Il Partito Democratico di Ladispoli accende i riflettori sulla situazione della Palude di Torre Flavia, l’area naturale protetta al confine tra Ladispoli e Cerveteri, sempre più esposta agli effetti dell’erosione costiera

A far scattare il nuovo allarme sono state le recenti mareggiate, che secondo quanto denunciato dal gruppo consiliare dem avrebbero danneggiato pesantemente le strutture che delimitano la zona protetta, mettendo ulteriormente a rischio l’equilibrio di uno degli ecosistemi più delicati e preziosi del litorale laziale.
Nel post pubblicato sui social, il PD Ladispoli sottolinea come il fenomeno dell’erosione marina non sia una novità, ma un problema che si ripresenta da anni lungo quel tratto di costa.

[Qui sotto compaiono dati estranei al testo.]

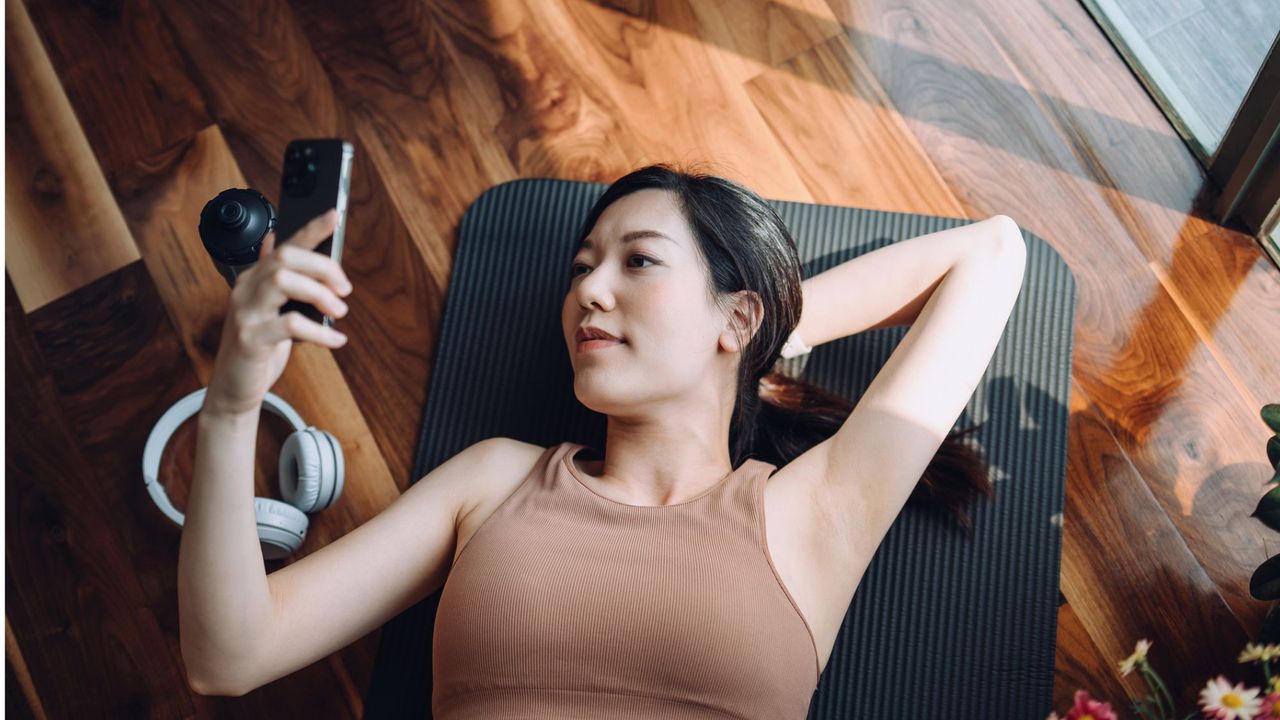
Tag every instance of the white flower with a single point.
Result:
(1139, 651)
(1228, 702)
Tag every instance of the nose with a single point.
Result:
(593, 290)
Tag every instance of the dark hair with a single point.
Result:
(777, 417)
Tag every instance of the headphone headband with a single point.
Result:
(168, 424)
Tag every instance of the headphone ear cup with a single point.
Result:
(301, 470)
(332, 482)
(311, 469)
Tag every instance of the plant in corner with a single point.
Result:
(1265, 583)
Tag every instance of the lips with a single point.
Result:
(592, 332)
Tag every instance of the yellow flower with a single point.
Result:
(1139, 652)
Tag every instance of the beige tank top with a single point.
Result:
(566, 604)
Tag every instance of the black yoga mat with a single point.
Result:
(941, 625)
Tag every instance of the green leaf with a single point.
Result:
(1269, 509)
(1271, 417)
(1265, 583)
(1270, 632)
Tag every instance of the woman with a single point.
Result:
(700, 566)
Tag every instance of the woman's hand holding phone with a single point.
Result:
(256, 338)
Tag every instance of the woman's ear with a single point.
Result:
(745, 315)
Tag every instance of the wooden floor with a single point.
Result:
(124, 119)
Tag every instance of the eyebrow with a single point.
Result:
(630, 237)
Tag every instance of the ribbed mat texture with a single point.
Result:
(941, 625)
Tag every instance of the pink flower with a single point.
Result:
(1088, 709)
(1223, 701)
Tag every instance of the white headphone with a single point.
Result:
(311, 474)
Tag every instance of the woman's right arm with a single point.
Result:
(224, 602)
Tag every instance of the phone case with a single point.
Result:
(315, 177)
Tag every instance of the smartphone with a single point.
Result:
(315, 177)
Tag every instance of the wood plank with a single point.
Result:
(122, 72)
(598, 92)
(21, 700)
(1079, 665)
(114, 364)
(880, 164)
(54, 187)
(81, 611)
(1127, 570)
(265, 90)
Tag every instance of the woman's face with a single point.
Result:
(652, 292)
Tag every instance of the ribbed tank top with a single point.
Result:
(566, 604)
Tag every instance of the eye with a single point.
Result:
(572, 270)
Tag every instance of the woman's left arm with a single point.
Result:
(888, 286)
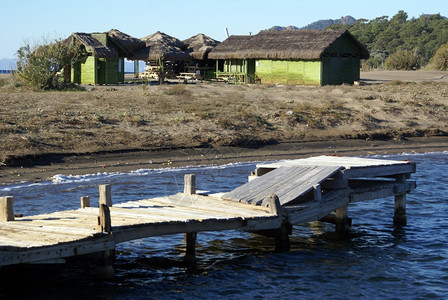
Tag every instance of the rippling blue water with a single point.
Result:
(376, 261)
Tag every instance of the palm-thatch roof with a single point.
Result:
(94, 46)
(125, 43)
(162, 46)
(291, 44)
(200, 45)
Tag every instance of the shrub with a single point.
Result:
(440, 59)
(40, 65)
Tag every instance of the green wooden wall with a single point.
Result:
(83, 72)
(288, 72)
(341, 62)
(93, 70)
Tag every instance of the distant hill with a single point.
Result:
(321, 24)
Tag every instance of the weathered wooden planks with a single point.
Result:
(288, 183)
(353, 166)
(325, 184)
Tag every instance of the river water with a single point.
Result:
(376, 260)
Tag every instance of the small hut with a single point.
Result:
(165, 55)
(198, 47)
(103, 59)
(126, 46)
(315, 57)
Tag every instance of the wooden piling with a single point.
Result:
(104, 221)
(341, 219)
(6, 209)
(105, 269)
(281, 234)
(105, 195)
(400, 203)
(85, 201)
(190, 238)
(190, 184)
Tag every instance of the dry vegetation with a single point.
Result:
(108, 118)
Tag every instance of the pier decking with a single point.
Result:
(277, 196)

Questa volta però, spiegano i democratici, la forza delle mareggiate avrebbe provocato danni ancora più evidenti, compromettendo le strutture che separano la spiaggia dall’area paludosa e rendendo evidente la necessità di interventi urgenti.

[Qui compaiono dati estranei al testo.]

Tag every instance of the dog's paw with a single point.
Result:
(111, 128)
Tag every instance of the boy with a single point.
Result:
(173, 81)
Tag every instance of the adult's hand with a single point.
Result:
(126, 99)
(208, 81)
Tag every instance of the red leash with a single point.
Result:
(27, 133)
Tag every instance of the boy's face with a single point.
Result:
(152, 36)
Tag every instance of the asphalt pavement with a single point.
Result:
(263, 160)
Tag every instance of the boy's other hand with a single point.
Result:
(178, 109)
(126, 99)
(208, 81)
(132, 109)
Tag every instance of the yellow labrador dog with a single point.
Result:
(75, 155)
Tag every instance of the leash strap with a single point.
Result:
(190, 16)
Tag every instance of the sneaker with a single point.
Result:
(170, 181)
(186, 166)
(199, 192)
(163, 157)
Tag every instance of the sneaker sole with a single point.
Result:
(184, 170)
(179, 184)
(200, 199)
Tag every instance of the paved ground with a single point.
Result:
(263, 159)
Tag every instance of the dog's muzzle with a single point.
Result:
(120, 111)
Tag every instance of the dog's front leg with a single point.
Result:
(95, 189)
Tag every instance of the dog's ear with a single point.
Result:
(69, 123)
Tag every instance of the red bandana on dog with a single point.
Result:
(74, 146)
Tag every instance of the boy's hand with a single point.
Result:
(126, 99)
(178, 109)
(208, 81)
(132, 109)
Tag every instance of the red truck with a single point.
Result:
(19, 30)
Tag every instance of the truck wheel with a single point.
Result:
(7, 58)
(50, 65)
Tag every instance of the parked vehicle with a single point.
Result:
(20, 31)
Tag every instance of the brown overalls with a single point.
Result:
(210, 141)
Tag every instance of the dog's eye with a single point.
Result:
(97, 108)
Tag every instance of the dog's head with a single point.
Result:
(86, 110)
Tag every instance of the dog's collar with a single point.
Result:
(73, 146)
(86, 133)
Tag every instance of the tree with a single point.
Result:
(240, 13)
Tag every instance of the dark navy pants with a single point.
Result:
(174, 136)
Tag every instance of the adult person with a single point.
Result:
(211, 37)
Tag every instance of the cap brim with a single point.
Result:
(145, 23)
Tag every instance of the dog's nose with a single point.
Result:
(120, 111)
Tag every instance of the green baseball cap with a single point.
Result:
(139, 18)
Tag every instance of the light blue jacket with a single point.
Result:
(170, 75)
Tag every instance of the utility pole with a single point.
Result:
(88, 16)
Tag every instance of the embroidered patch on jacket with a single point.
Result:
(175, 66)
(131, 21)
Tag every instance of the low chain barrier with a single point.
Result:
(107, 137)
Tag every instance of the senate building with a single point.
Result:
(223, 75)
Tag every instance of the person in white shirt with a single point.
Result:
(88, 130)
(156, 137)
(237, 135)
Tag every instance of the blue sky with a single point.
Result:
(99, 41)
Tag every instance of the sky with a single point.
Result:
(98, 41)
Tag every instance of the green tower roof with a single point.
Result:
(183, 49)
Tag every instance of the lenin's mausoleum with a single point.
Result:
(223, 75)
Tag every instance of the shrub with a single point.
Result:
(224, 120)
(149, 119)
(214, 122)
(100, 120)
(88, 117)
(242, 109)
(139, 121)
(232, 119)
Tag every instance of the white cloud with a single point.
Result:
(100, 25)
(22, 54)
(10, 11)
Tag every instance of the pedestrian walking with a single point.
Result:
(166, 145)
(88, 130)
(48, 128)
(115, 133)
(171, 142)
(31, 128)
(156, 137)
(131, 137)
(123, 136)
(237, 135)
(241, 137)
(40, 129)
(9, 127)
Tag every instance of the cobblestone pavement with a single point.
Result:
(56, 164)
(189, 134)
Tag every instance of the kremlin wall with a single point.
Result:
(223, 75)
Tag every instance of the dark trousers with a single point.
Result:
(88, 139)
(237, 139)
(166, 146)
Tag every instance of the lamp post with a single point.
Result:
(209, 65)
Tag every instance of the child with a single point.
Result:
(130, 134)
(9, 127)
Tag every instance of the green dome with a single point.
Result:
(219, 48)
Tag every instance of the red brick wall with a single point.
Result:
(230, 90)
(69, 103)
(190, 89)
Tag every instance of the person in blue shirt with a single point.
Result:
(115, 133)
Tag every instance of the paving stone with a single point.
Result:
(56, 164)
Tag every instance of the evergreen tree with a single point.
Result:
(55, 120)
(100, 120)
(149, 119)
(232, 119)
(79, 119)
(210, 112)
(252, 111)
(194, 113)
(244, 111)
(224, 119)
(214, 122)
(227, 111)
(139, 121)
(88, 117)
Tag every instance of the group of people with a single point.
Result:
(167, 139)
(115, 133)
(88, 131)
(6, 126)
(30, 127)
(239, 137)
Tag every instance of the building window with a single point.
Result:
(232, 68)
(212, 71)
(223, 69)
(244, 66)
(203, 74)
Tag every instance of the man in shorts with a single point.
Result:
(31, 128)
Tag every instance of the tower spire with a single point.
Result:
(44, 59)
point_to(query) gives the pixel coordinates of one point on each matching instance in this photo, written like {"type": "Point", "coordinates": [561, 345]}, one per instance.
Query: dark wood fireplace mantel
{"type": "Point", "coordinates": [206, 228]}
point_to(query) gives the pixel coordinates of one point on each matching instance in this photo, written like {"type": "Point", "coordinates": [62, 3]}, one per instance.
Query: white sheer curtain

La presa di posizione arriva negli stessi giorni in cui l’amministrazione comunale ha annunciato l’avvio dei lavori per le barriere soffolte destinate a proteggere le spiagge centrali di Ladispoli.

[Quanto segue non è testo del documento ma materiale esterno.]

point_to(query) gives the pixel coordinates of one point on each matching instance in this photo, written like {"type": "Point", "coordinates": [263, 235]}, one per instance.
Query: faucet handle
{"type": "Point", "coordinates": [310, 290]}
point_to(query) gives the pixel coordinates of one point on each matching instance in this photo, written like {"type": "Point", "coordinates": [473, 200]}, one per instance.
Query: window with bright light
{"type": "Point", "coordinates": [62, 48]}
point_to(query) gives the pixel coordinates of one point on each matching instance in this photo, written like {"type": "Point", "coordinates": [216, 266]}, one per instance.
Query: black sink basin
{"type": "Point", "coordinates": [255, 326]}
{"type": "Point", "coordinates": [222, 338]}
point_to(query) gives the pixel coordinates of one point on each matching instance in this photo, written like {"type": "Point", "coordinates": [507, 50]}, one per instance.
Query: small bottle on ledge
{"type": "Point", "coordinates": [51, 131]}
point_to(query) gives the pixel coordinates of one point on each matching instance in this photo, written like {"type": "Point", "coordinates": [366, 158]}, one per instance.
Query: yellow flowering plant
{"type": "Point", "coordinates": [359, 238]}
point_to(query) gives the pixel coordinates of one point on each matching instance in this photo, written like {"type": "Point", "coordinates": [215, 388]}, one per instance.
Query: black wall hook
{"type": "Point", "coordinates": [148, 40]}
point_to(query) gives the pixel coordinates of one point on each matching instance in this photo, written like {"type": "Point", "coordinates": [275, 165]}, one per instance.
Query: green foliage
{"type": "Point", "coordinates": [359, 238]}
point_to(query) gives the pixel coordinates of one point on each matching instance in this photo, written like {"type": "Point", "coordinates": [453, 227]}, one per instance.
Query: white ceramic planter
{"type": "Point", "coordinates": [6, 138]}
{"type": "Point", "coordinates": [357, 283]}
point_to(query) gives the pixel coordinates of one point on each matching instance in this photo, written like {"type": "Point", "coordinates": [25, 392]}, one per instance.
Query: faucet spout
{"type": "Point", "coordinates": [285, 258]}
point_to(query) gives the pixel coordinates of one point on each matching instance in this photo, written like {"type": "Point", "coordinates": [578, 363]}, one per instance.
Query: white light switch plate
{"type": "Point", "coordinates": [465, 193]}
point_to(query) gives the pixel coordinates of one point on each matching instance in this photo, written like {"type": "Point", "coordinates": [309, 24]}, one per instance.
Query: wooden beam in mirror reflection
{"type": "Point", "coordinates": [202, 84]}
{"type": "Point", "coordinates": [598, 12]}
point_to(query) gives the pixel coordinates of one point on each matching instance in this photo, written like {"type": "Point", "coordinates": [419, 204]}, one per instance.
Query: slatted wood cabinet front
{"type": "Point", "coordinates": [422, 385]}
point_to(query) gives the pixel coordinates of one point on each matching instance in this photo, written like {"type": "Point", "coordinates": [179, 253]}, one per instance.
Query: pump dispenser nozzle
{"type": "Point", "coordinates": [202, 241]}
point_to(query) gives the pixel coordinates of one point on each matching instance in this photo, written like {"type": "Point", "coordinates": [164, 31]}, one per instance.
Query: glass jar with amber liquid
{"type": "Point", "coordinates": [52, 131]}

Secondo quanto evidenziato dal gruppo consiliare del Partito Democratico, nel progetto approvato e messo a bando non sarebbe però previsto alcun intervento specifico a tutela della linea di costa davanti alla Palude di Torre Flavia, lasciando quindi scoperta proprio l’area naturalistica più sensibile.
Per questo motivo il PD locale ha deciso di sostenere anche gli appelli delle associazioni ambientaliste che da anni si occupano della difesa della palude.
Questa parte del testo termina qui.